Thinking about getting a mortgage? Well, this is a decision that is easier said than made. In modern times, there are a range of options to consider when trying to get a mortgage. There are numerous types of mortgage loans and each one has its own intricacies that have to be contemplated over. Let’s take a look at some of these different types of loans and what they are all about.
When contemplating over different types of mortgage loans, let’s begin with open mortgages. These mortgages are built around the idea of being able to repay the loan within any time frame and not be penalized for it.
These types of mortgages are generally on the shorter side of the term spectrum. These are smaller sums that can be paid in a shorter time span by an approved borrower.

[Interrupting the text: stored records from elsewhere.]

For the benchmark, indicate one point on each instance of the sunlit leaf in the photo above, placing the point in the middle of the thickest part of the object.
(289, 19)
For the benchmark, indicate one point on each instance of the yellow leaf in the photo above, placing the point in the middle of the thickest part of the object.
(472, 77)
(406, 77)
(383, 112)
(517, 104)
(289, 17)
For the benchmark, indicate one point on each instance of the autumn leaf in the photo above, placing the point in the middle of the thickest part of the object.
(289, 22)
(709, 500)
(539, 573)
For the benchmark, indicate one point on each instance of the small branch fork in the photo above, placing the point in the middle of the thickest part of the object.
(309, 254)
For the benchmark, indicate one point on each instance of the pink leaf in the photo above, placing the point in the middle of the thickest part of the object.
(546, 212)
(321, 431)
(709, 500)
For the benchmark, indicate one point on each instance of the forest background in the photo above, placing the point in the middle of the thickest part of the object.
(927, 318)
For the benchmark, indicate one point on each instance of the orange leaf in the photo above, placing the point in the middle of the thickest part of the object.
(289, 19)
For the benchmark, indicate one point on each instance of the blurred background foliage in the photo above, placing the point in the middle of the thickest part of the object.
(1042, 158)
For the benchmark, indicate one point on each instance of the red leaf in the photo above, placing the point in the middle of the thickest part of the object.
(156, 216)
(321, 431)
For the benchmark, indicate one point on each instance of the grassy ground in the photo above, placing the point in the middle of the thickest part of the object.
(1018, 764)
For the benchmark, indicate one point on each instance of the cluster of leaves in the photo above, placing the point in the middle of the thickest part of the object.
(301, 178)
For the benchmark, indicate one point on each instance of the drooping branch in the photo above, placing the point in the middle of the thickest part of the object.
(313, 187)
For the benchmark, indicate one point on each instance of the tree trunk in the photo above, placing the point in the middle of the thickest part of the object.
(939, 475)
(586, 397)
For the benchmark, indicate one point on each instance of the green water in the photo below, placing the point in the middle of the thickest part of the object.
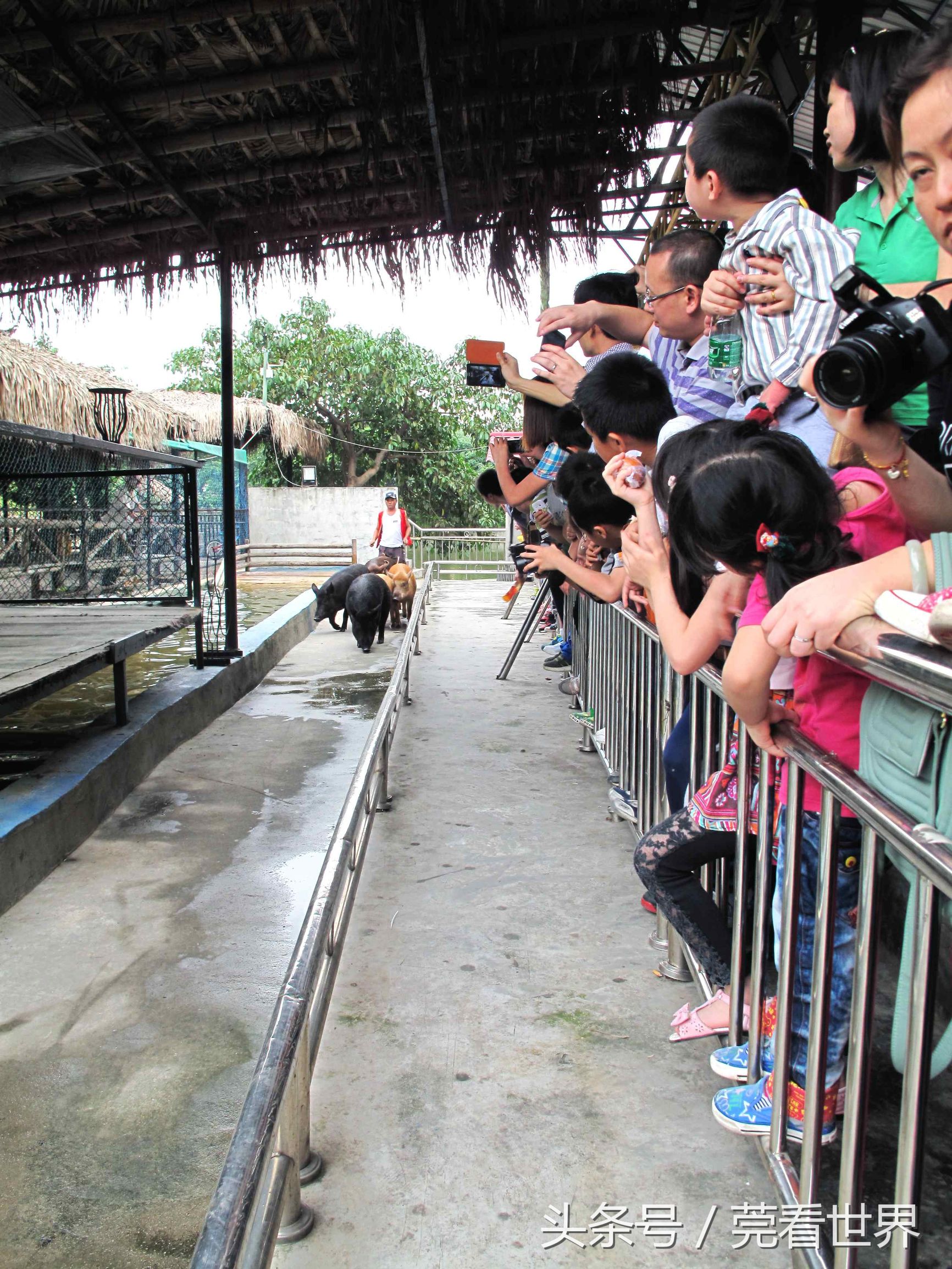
(87, 701)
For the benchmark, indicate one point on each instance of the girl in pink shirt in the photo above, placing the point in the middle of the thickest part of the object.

The terms on these loans are generally higher because of how short and easy they are for the borrower to follow. There are minimal restrictions on the borrower and this is a major advantage for those who need an immediate flood of money into their account to pay off an expense.
These are the opposite of open mortgages as they have a fixed set of terms that have to be abided by. There are no opportunities to have the mortgage refinanced or renegotiated down the road.
Whatever has been established from the get go is exactly how the mortgage will play out. If the borrower cannot pay back the amount, they will be penalized on the spot.
There is no way of getting out from under the penalties with this type of mortgage. The better part about these mortgages is they come with easier terms because of how restricting they are in general.
High Ratio Mortgages
This is a type of mortgage that takes a peek at the down payment involved with the process and tweaks it. The borrower is allowed to pay less than 20% on the down payment when they are acquiring the mortgage.
These are those loans that have the protection of the FHA and the government. These are insured that if the borrower does not pay them back, the government will take responsibility. This makes it much more affordable for all parties involved and reduces the risk for the lenders.
Fixed Rate Mortgages
These mortgages have a ‘fixed rate’ assigned to them within the terms. Right when the mortgage is signed, then the fixed rate goes into effect. This is the rate with which the interest will accumulate regardless of what happens in the market. This can also allow for the borrower to repay the loan on their own accord and have the ability to pay it back in different ways. This can be a positive or a negative depending on the borrower and the market at the time.
Hopefully you now have a better idea about different types of mortgages. Now you can go out and get one yourself if you qualify. Use the information above to give you the help you will need when you hunt for the proper loan.